Oltre
Giovanni Sicuranza
Dici "incidente" e pensi a stridio di freni, lamiere contorte, imprecazioni, assicurazioni e risarcimenti.
Poi succede di essere l'unica sopravvissuta a un disastro aereo e "incidente" è solo buio, improvviso, un'eternità prima della sospensione in un vuoto di terrore.
Da allora non vado più a trovare mia figlia in aereo; attendo il tempo delle ferie e prendo l'auto. Undici ore contro le tre di volo, ma, con una scheggia di fusoliera ancora nel lobo temporale destro, me lo posso permettere.
Me lo devo permettere.
Mia figlia no. La carrozzina è l'unico modo rimasto per spostarsi, purché sia spinta da qualcuno. Quando l'auto si è accartocciata alla fine della scarpata, i soccorritori hanno estratto prima le sue gambe e, dopo mezz'ora, il resto del corpo. Il parabrezza era sparso tra le rocce e nei suoi nervi ottici.
Fino a tre giorni fa, a mia figlia pensava Manuela, ma Manuela ha perso la moto sotto un treno, e la sua testa, insomma, credo abbiate capito.
Non avevo altre nipoti, mia figlia non è più in grado, anche perché ha perso il marito, investito da un autobus sulle strisce; strisce bianche sull'asfalto, strisce rosse al loro fianco, era la cantilena di mia figlia, mentre i farmaci la rimbambivano al posto del lutto.

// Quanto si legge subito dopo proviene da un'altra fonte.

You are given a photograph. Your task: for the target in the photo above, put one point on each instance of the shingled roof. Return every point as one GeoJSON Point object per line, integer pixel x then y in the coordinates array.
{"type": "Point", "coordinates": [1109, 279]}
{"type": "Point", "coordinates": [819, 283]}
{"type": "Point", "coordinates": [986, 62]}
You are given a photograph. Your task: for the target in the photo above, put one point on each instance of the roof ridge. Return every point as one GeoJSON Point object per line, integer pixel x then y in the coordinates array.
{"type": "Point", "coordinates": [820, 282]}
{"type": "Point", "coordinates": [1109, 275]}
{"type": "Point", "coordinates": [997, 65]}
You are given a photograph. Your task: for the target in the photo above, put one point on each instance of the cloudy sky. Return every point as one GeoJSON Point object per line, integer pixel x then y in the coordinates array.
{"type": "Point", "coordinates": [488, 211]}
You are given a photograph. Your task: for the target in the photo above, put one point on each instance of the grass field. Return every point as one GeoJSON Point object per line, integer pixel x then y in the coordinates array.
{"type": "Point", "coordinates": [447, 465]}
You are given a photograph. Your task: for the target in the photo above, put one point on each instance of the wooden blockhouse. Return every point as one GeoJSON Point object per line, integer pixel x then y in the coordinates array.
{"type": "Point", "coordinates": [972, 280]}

Alla fine, eccomi qui, con la fusoliera sopravvissuta dell'aereo che si muove con me, che mi viaggia dentro.
Guido l'auto verso la casa di cura dove mia figlia è chiusa da anni, piove tra la foschia, e alla radio dicono che tra poco finirò in una coda di tre chilometri; dopo la pubblicità di una crema esfoliante per il viso, spiegano che la fila si è formata su un tamponamento a catena.

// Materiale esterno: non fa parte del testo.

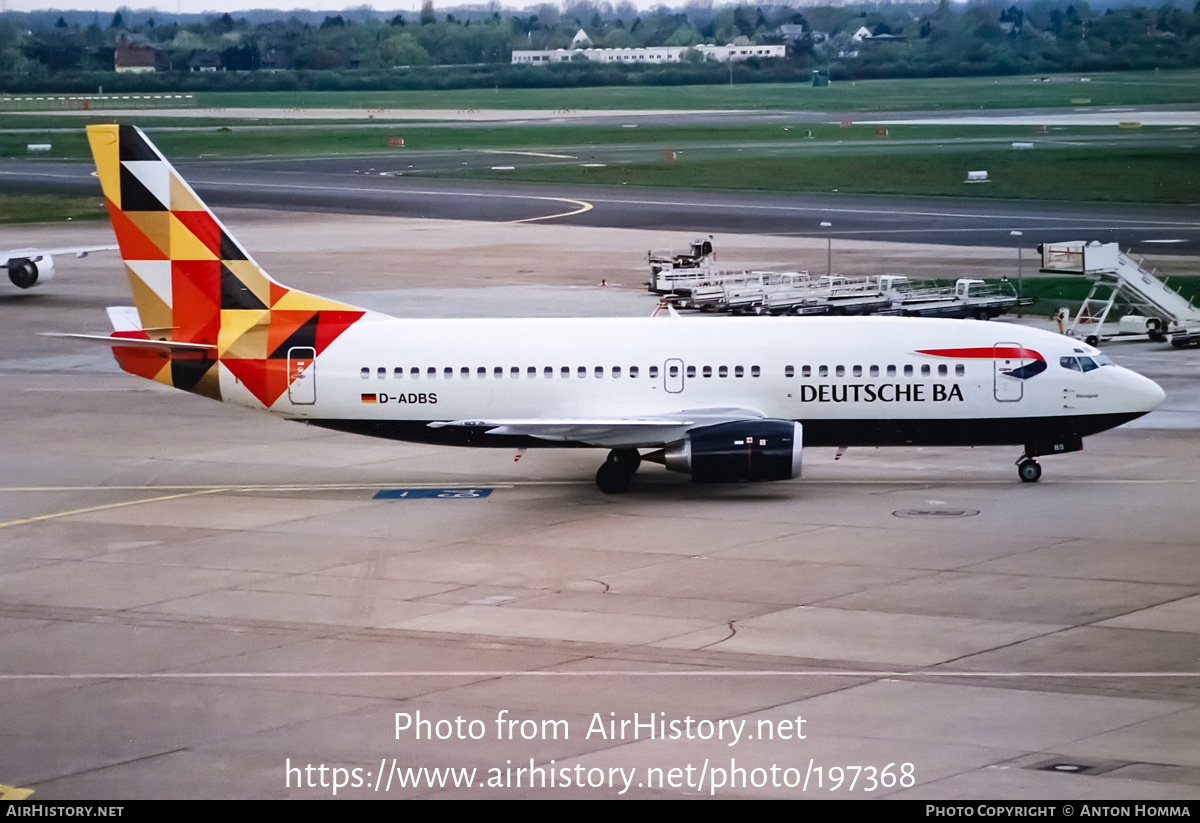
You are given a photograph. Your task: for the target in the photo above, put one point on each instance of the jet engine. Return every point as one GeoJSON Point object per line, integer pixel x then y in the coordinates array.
{"type": "Point", "coordinates": [743, 451]}
{"type": "Point", "coordinates": [25, 272]}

Un incidente, sussurro alla scheggia nella mia testa, un incidente, penso in nero, un incidente, ripetono le voci di mia nipote, di mia figlia, di mio genero, coro scuro del presente.
La tempia pulsa, l'aereo è dentro me.
Prima di penetrarmi, la lama si sarà impregnata delle urla degli altri passeggeri, altrimenti non continuerei a sentirle così forte, più del rock alla radio, del suo invito all'inferno.
Sopravvivere è offensivo, mia figlia lo sapeva. Lo ha detto ieri sera, al telefono. E' tempo di concedersi al buio completo, mi ha detto, è tempo di superare il dolore, mamma, di correre nel vuoto per impedirgli di mangiarci. Questo diceva, e, non piangere, mamma, mi diceva.
Le prime auto della coda, le vedo, ora, nitide oltre la foschia.
Sì, figlia mia, è tempo di accelerare.